Vucevic, 23, averaged a career-high 14.2 points and 11 rebounds in 31.8 minutes per game in 2013-14, his second season in Orlando. The No. 16 pick in the 2011 draft, Vucevic was traded by the 76ers to the Magic in the 2012 four-team blockbuster deal that sent Dwight Howard to the Lakers. Since the trade, Vucevic has served as Orlando's full-time starting center, averaging a double-double in each of the last two seasons. Vucevic's Player Efficiency Rating of 18.8 led all Magic players in 2013-14, although he did miss time with a concussion and an Achilles injury.
SI.com named Vucevic to our All-Payday Team back in January, singling him out as one of five under-25 players who was set to cash in this offseason due to his reliable double-double production and the Magic's need to lay the groundwork for their future. These negotiations played out almost exactly as anticipated. A rebuilding Orlando team, searching for long-term building blocks, locked up its center at a price that is in line with the rookie extensions doled out last fall.
The three most relevant comparisons from 2013 are Kings center DeMarcus Cousins (4 years, roughly $60 million), Jazz center Derrick Favors (four years, $48 million) and Bucks center Larry Sanders (four years, $44 million). As noted in January, Favors was the best comparison of the three, as Vucevic lacks Cousins' star power and Sanders' red flags. Although Vucevic's contract winds up being slightly higher than Favors' deal, which would have qualified as a mild surprise back in January, the impact of the NBA's massive new television deal must be noted. The final three years of Vucevic's contract will take place after the implementation of a significantly larger salary cap.
Vucevic will make, on average, $1.3 million per year more than Favors, but his salary will account for a much smaller slice of the Magic's cap. Remember, the $13.3 million average annual salary must be judged against a projected $80-90 million salary cap, as opposed to this year's $63 million cap figure. Proportionally, a $13.3 million salary in an $85 million salary cap system is equivalent to a $9.9 million salary this season. By that standard, Vucevic could be viewed as a bargain by the extension's end, assuming he maintains good health, continues to develop as a defender and finds his place in an offense that may be dominated by young guards Elfrid Payton and Victor Oladipo, and plays a role in improving Orlando's fortunes.
This deal looks like intelligent management for two reasons. First, an early extension prevents any chance of a bidding war for a reliable, skilled young center -- almost always a hot commodity -- in restricted free agency. Secondly, the price paid is slightly higher than the NBA is used to seeing for a young big who lacks both superstar upside and game-changing rim-protection, but the Magic avoided overpaying Vucevic next summer under next season's large salary cap, which is expected to inflate the prices of comparable players.

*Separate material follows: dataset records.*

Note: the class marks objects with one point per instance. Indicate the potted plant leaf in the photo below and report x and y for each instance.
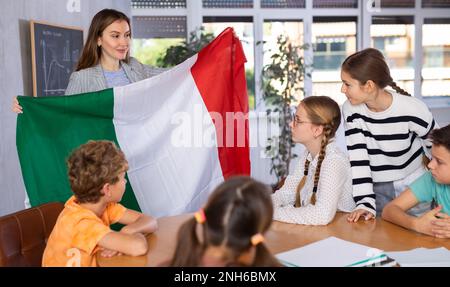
(282, 88)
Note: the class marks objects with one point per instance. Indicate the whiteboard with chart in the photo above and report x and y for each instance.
(55, 52)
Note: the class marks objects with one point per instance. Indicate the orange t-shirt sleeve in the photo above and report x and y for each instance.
(88, 233)
(115, 212)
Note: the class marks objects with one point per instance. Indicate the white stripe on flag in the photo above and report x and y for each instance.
(143, 112)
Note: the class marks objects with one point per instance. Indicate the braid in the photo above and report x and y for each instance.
(398, 89)
(301, 184)
(327, 132)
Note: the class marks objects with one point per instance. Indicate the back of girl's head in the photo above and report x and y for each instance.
(91, 52)
(441, 137)
(237, 210)
(369, 64)
(324, 111)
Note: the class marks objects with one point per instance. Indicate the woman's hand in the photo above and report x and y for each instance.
(356, 214)
(16, 107)
(109, 253)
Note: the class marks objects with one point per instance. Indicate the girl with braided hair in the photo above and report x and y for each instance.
(386, 133)
(321, 183)
(229, 230)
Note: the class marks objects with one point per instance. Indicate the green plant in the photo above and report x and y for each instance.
(282, 81)
(176, 54)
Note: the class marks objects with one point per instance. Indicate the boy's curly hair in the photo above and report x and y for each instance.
(91, 166)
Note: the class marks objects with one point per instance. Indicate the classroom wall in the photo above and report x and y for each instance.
(16, 78)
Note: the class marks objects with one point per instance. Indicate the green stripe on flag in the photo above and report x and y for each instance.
(49, 129)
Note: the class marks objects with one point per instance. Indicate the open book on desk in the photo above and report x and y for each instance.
(333, 252)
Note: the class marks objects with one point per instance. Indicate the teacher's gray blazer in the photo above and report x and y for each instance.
(92, 79)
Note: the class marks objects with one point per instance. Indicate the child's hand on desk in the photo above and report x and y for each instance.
(355, 215)
(109, 253)
(424, 224)
(441, 225)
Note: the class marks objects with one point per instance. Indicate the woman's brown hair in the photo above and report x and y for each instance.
(369, 64)
(238, 209)
(322, 111)
(91, 51)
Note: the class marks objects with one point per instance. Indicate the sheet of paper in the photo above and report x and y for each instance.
(331, 252)
(437, 257)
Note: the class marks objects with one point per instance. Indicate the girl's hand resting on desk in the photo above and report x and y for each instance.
(356, 214)
(16, 107)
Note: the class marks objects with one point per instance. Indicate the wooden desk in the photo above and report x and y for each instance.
(283, 236)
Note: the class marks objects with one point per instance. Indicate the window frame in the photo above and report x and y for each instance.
(194, 13)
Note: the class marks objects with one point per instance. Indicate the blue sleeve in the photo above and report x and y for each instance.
(423, 187)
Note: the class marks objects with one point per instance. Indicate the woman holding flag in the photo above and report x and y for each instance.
(105, 61)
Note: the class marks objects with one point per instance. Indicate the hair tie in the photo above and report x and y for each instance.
(257, 239)
(200, 216)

It's safe to say that this deal is unlikely to make or break Orlando's outlook over the next half-decade. Vucevic isn't a transcendent talent and this contract just isn't an eye-opening "steal" that opens up limitless possibilities. Similarly, the Magic's rebuilding effort has been thorough enough that, even in a nightmare scenario, Vucevic's contract is unlikely to derail their team-building goals. Even so, this contract amounts to a logical step, and it's definitely preferable to reasonable alternative outcomes that could have been significantly more painful.